There has been much discussion recently about the Earth’s changing magnetic field and not a few dramatic headlines portending dire consequences for humanity.

A series of space probes called Swarm built by the European Space Agency (ESA) has found that in an area stretching from Africa to South America the Earth’s magnetic field is gradually reducing in strength. An ESA press release said that this strange behaviour has geophysicists puzzled and is causing technical disturbances in satellites as they pass through an area called the ‘South Atlantic Anomaly.’ The South Atlantic Anomaly is a well-known region of weaker than normal magnetic field that has caused satellites problems ever since we started putting them into orbit. But there have been more satellite problems in that area than before.

Broadly speaking our Earth is two different planets, one of them nestling inside the other. The outer section is made of rock and is an excellent insulator. Inside our rocky exterior is a world of solid and liquid metal. The inner core is solid iron surrounded by the molten outer core. The motions in the outer core are the origin of our magnetic field via a dynamo effect. This magnetic shield protects us from the harshness of the cosmos. Life on our planet could not have survived without it.The weak region called the South Atlantic Anomaly.
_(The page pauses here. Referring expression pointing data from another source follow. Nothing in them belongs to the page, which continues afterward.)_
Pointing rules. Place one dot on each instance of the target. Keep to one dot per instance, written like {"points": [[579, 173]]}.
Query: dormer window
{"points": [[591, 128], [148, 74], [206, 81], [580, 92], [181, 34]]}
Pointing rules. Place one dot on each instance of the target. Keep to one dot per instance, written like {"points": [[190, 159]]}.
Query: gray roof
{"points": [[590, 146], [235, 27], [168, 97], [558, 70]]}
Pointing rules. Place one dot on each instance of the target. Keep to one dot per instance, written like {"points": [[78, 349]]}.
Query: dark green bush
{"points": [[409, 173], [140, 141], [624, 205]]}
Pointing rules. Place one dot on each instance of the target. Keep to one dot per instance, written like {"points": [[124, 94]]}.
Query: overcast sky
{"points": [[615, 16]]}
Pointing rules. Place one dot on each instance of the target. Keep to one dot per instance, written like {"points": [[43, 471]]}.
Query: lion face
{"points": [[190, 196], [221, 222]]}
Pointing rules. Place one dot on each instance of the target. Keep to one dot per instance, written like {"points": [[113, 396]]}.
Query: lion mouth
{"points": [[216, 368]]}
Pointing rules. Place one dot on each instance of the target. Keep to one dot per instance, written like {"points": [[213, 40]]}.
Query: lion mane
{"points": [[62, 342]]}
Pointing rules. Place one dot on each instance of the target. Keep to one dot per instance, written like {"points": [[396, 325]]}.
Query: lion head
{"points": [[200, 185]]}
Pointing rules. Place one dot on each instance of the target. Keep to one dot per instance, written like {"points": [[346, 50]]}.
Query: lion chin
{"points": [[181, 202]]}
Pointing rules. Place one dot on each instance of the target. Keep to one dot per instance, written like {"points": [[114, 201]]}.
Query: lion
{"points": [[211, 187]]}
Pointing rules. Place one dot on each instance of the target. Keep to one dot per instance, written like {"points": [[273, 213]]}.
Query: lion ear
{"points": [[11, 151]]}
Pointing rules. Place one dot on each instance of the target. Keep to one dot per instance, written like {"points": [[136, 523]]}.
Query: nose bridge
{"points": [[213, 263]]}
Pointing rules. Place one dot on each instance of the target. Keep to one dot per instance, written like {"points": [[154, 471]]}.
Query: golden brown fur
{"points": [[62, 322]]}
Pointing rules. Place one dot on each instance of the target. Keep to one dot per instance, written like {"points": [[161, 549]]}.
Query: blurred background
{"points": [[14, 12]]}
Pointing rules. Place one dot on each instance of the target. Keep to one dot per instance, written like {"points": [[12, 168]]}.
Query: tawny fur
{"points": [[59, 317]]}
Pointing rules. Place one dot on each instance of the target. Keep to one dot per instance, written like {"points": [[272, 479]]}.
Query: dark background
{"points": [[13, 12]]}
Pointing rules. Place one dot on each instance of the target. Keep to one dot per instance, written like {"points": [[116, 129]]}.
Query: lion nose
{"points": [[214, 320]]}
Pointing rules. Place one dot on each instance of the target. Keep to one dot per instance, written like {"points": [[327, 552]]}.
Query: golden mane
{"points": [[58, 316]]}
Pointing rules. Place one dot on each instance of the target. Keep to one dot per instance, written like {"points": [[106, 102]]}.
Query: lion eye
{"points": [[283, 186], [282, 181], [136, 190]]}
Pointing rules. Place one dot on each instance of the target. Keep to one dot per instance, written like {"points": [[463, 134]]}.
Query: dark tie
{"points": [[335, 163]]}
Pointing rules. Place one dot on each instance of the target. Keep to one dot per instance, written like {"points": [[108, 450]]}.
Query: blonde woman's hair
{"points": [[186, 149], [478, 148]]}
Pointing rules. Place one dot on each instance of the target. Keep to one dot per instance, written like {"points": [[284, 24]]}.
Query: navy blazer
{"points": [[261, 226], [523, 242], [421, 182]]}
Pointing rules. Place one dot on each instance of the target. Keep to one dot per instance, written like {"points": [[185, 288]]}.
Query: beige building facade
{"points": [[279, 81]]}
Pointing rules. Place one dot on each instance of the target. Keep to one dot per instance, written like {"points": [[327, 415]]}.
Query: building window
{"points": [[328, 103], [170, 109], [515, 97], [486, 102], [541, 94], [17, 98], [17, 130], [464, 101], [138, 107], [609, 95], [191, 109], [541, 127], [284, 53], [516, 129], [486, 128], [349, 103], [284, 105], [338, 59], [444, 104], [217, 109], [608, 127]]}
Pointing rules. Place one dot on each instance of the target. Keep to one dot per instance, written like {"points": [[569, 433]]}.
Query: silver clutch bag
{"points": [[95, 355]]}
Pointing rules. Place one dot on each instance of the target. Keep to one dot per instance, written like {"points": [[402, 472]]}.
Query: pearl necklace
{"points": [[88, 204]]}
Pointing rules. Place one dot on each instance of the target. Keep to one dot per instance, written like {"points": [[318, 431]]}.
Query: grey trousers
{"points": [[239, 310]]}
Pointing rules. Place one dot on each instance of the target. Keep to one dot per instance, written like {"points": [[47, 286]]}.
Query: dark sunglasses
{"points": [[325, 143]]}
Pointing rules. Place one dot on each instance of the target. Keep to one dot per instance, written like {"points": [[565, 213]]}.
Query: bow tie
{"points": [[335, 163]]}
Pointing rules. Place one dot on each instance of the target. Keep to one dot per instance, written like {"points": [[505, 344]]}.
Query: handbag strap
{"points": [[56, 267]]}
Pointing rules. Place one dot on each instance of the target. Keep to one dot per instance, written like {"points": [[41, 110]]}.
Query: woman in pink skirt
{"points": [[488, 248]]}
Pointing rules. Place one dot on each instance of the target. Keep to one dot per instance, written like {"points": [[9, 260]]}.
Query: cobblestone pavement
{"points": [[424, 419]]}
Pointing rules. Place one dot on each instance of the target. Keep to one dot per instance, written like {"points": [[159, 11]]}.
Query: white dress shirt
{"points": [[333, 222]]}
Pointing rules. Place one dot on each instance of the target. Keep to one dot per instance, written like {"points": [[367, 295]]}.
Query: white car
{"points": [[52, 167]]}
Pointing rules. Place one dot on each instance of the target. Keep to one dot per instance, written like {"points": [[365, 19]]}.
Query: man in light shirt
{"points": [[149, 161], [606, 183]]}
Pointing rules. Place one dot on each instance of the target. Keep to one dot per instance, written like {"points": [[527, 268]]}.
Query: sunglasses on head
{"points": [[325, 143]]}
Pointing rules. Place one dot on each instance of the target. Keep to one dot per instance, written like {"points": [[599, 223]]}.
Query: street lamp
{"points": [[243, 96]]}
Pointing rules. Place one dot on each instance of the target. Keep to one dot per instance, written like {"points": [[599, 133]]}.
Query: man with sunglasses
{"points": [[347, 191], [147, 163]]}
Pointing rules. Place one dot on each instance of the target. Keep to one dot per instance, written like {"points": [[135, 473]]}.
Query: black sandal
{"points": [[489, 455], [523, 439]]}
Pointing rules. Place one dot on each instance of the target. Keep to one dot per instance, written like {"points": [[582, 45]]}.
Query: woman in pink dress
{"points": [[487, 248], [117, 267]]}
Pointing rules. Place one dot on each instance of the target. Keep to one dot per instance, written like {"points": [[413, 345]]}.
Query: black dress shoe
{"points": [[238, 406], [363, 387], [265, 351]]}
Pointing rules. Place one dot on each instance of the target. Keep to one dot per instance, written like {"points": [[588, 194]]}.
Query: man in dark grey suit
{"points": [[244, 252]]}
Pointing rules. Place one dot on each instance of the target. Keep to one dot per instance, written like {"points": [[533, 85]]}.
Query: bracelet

Our magnetic field is not behaving in an unusual way. In fact, it is stronger than it has been on average over the past million years or so, more than twice as strong. Looking at the strength of the Earth’s magnetic field over the past 10,000 years shows it to have been weaker than today until about 2000 BC when in less than a thousand years it greatly increased in strength, at which it has stayed ever since. It has declined a little in the past few hundred years, but that decline is consistent with the up and down variations seen over the past few thousand years. This suggests that the Earth’s magnetic field is not doing anything dramatic at present, despite what the headlines say from time to time.

Reversals

Our magnetic field does change dramatically from time to time. It weakens to a point where the usual north-south dipole configuration fragments allowing solar particles to strike the Earth’s atmosphere at all latitudes instead of polar ones causing aurorae all over the planet instead at just the poles. It last happened about 800,000 years ago. When the magnetic field grows again it does so with the opposite magnetic polarity.

There are some indications that our magnetic field can also change rather dramatically in shorter periods. About 41,400 years ago, give or take 2,000 years during the last Ice Age something happened to the earth's magnetic field, something remarkable and very, very swift. Observations of the magnetic properties of sediments laid down in the Black Sea, and beryllium and carbon isotopes in Greenland ice cores, indicate that a geomagnetic reversal took place with astonishing rapidity. In 250 years the earth's magnetic field declined by 95%, flipped for 440 years when the north magnetic pole was at the south and vice versa with a rather weak strength prepared to its pre-flip level, and then over another period of 250 years or so things reverted back. Scientists call it the Laschamp event after the Laschamp lava at Claremont Ferrand in the Masssif Central in France.

So whilst scientists are always monitoring the strength of the Earth’s magnetic field and chase the exact position of the magnetic poles which wander die to turbulent motions in the outer core, there is no indication of anything unusual at the moment.